For the record, given the small margins by which US presidential candidates typically win popular votes, I think this case is grossly over-stated. But it is a compelling story, at least.

In light of this concept, I started thinking about the reactions we've observed from people who worry about a Trump presidency. Yes, there are the protests and the occasional riot, but those are less significant to me than the tears, the candlelight vigils, the deep sorrow and pain that some feel at the prospect of a Trump presidency. There have been many credible reports of people in the transsexual community contemplating suicide. Children of racial minorities have reportedly been in tears, worried that the storm troopers will come for them, or for their parents.

One of the reasons I think we've seen this reaction is that, for many people on the left, rejecting a Trump presidency would have been the same kind of repudiation of a set of ideas that Tucker and others talk about when they say voters rejected Clintonism. Think about it: if your highest ideals involve racial and cultural inclusion, and kind and gentle speech, and a commitment to the idea that "rhetoric matters," then the 2016 election might have represented an important opportunity to reject the kind of racist thuggery that many of us believe has dominated American politics for a long time.

It's understandable, then, that such people would react as they have.
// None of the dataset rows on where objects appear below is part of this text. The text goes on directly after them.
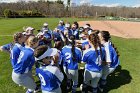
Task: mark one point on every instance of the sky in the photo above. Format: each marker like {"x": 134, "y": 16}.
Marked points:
{"x": 108, "y": 3}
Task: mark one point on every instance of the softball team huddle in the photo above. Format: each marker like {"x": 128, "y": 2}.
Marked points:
{"x": 73, "y": 45}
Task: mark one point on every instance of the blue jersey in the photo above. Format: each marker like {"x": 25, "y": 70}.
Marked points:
{"x": 75, "y": 33}
{"x": 67, "y": 57}
{"x": 8, "y": 47}
{"x": 61, "y": 28}
{"x": 15, "y": 52}
{"x": 57, "y": 36}
{"x": 85, "y": 42}
{"x": 111, "y": 55}
{"x": 25, "y": 61}
{"x": 93, "y": 62}
{"x": 50, "y": 77}
{"x": 47, "y": 35}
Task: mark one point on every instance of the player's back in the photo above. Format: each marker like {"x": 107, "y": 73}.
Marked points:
{"x": 50, "y": 77}
{"x": 67, "y": 56}
{"x": 92, "y": 60}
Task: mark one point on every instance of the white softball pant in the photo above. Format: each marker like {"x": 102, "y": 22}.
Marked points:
{"x": 94, "y": 77}
{"x": 25, "y": 80}
{"x": 106, "y": 71}
{"x": 72, "y": 74}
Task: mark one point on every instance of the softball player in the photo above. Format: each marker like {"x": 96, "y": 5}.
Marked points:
{"x": 21, "y": 74}
{"x": 7, "y": 47}
{"x": 112, "y": 60}
{"x": 19, "y": 40}
{"x": 49, "y": 75}
{"x": 74, "y": 30}
{"x": 61, "y": 26}
{"x": 93, "y": 58}
{"x": 71, "y": 55}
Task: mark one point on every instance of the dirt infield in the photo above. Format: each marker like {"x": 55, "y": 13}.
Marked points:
{"x": 123, "y": 29}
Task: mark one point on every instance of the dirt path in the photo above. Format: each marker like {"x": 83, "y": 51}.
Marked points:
{"x": 123, "y": 29}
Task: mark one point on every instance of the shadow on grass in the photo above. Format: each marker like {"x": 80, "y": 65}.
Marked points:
{"x": 118, "y": 78}
{"x": 115, "y": 80}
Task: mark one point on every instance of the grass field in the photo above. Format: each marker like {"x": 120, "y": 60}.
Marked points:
{"x": 124, "y": 80}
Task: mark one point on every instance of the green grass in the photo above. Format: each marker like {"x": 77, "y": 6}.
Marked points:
{"x": 124, "y": 80}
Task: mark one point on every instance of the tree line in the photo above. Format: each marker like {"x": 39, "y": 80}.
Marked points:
{"x": 57, "y": 8}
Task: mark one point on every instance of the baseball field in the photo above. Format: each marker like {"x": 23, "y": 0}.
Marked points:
{"x": 125, "y": 35}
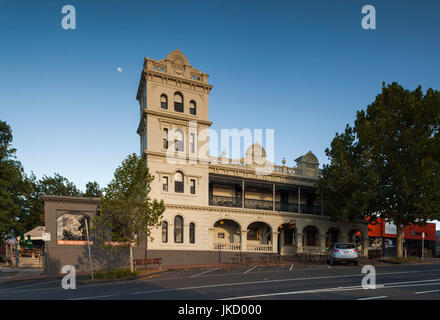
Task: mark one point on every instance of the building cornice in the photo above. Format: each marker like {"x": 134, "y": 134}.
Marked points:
{"x": 51, "y": 198}
{"x": 175, "y": 116}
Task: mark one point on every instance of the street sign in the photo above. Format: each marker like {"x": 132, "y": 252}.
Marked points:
{"x": 46, "y": 236}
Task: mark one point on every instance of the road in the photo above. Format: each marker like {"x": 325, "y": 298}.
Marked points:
{"x": 342, "y": 282}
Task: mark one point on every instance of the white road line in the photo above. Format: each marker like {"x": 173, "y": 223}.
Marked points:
{"x": 249, "y": 269}
{"x": 31, "y": 285}
{"x": 351, "y": 288}
{"x": 372, "y": 298}
{"x": 198, "y": 274}
{"x": 239, "y": 283}
{"x": 430, "y": 291}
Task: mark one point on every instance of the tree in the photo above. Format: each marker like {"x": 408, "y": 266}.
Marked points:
{"x": 93, "y": 190}
{"x": 388, "y": 165}
{"x": 11, "y": 188}
{"x": 128, "y": 214}
{"x": 58, "y": 186}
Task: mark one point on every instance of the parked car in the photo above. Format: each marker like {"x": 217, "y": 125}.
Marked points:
{"x": 343, "y": 251}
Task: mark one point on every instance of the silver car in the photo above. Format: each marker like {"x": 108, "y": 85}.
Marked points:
{"x": 343, "y": 251}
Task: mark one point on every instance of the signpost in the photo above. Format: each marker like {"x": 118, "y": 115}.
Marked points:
{"x": 46, "y": 239}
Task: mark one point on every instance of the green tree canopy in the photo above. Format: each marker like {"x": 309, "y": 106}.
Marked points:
{"x": 127, "y": 211}
{"x": 388, "y": 164}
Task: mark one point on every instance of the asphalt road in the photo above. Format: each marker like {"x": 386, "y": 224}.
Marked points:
{"x": 342, "y": 282}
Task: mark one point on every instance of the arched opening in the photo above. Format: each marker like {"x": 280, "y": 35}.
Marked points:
{"x": 192, "y": 233}
{"x": 259, "y": 237}
{"x": 192, "y": 108}
{"x": 178, "y": 182}
{"x": 310, "y": 236}
{"x": 178, "y": 140}
{"x": 164, "y": 101}
{"x": 287, "y": 239}
{"x": 227, "y": 235}
{"x": 178, "y": 229}
{"x": 164, "y": 232}
{"x": 178, "y": 102}
{"x": 355, "y": 236}
{"x": 331, "y": 236}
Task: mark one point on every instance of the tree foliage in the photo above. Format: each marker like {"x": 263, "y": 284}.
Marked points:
{"x": 127, "y": 212}
{"x": 388, "y": 164}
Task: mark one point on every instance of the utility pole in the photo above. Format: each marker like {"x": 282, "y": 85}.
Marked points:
{"x": 88, "y": 245}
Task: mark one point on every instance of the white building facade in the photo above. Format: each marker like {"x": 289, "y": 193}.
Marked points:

Their opportunity for transcendence suffered a total defeat. And it was, make no mistake, a religious belief that they held, dressed up in all the same language and motives.
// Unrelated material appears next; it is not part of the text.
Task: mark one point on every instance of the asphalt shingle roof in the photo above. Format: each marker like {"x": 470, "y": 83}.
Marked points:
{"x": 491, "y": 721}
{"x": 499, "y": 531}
Well, they wanted a moment of transcendence, and they lost it. I don't think we should revel in their misery. I don't think we should dismiss their concerns or roll our eyes or turn it all into a meme, and the reason I think so is because tomorrow it will happen to us, whoever "us" is.
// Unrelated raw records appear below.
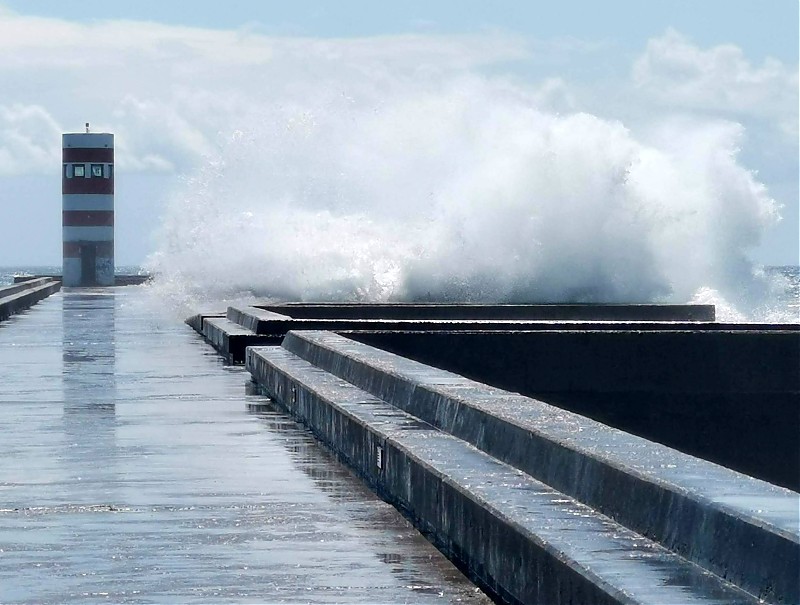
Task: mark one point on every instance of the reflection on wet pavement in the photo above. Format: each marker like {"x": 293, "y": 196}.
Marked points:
{"x": 136, "y": 468}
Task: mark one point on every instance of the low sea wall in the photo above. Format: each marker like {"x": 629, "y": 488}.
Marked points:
{"x": 729, "y": 396}
{"x": 20, "y": 296}
{"x": 538, "y": 505}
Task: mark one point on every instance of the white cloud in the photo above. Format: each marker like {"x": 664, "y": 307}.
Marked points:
{"x": 168, "y": 92}
{"x": 27, "y": 133}
{"x": 673, "y": 71}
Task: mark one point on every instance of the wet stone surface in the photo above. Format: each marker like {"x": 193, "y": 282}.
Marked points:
{"x": 136, "y": 468}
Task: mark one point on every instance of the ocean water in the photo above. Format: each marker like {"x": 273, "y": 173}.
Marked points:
{"x": 137, "y": 468}
{"x": 781, "y": 306}
{"x": 466, "y": 189}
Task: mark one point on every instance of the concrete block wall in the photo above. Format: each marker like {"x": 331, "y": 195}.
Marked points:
{"x": 18, "y": 297}
{"x": 521, "y": 540}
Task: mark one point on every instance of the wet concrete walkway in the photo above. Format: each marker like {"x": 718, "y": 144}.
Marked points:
{"x": 135, "y": 468}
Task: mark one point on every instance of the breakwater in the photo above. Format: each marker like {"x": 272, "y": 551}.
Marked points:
{"x": 537, "y": 503}
{"x": 20, "y": 296}
{"x": 137, "y": 469}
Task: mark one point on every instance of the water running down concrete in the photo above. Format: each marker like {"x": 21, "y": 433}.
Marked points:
{"x": 137, "y": 469}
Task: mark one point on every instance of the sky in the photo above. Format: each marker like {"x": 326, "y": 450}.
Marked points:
{"x": 176, "y": 85}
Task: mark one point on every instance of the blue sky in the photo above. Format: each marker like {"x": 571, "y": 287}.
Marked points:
{"x": 196, "y": 76}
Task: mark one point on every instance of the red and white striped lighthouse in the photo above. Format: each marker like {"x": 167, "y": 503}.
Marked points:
{"x": 88, "y": 208}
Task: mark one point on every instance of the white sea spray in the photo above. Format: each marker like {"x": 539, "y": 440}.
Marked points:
{"x": 467, "y": 190}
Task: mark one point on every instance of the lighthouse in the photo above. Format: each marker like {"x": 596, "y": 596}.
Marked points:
{"x": 88, "y": 208}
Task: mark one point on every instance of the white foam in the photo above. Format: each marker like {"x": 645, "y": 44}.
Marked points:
{"x": 465, "y": 191}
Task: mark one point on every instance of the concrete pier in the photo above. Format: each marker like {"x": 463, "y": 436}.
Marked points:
{"x": 557, "y": 508}
{"x": 537, "y": 503}
{"x": 18, "y": 297}
{"x": 137, "y": 468}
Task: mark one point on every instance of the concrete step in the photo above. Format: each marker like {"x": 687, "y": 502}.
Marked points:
{"x": 196, "y": 320}
{"x": 737, "y": 527}
{"x": 522, "y": 540}
{"x": 19, "y": 297}
{"x": 230, "y": 339}
{"x": 453, "y": 318}
{"x": 259, "y": 321}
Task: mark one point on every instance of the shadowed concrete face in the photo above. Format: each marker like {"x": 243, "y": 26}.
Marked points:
{"x": 135, "y": 471}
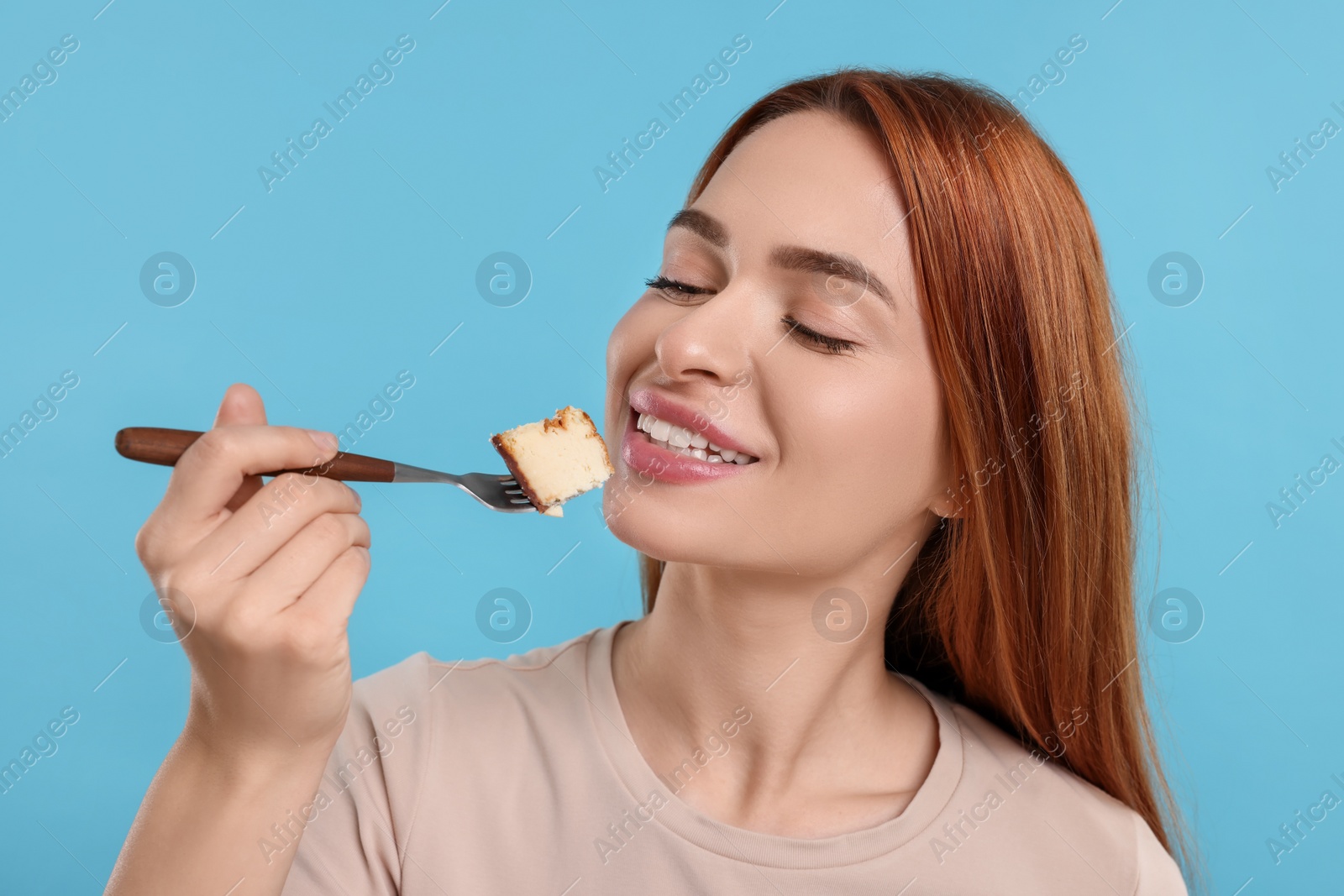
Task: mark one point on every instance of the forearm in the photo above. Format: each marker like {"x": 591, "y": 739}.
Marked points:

I'm an individualist, which means nobody agrees with me, and this sort of systemic moral failure happens to me literally every time there's an election. It's old hat to me. The faith some of these left-leaning people have in government has been lost to me for years, decades. Wouldn't it be wonderful if we were all less collectivist, less enthralled by identity politics, less narcissistic, less unkind, more open to hearing new ideas, more receptive to criticism, less inclined to reach for a Big Stick when someone stands athwart of our objectives? Wouldn't the world be terrific if it were a completely different place?

This is the sort of false hope that arises when people lack a true religion, and probably explains why I get along better with social conservatives than I do with social liberals, even though I am more inclined to agree with social liberals. Religious people already accept that humans are sinners and that the only way we'll experience Paradise is if the big man upstairs decides to extend us an invitation. Another way of putting this, in Lacanian language, is that social conservatives are better equipped to deal with lack.

Social liberals, by contrast, tend to be secular people whose only hope of experiencing a better world is to make it happen in the here and now. I sympathize with them, but they're doomed to be disappointed for their whole lives because they've failed to absorb Lacan. They can't deal with lack. When a person like Trump wins an election, it's a terrifying and humiliating defeat, an interruption in the great course of Progress, which they hope will lead them to Paradise.

It is a silly vision. And if you're an atheist like me, you're inclined to disbelieve liberal transcendence for the same reason you disbelieve the Judeo-Christian world-view: It's a nice story, but it ain't gonna happen.

At least the conservatives have their faith, though, and that helps them through the rough times.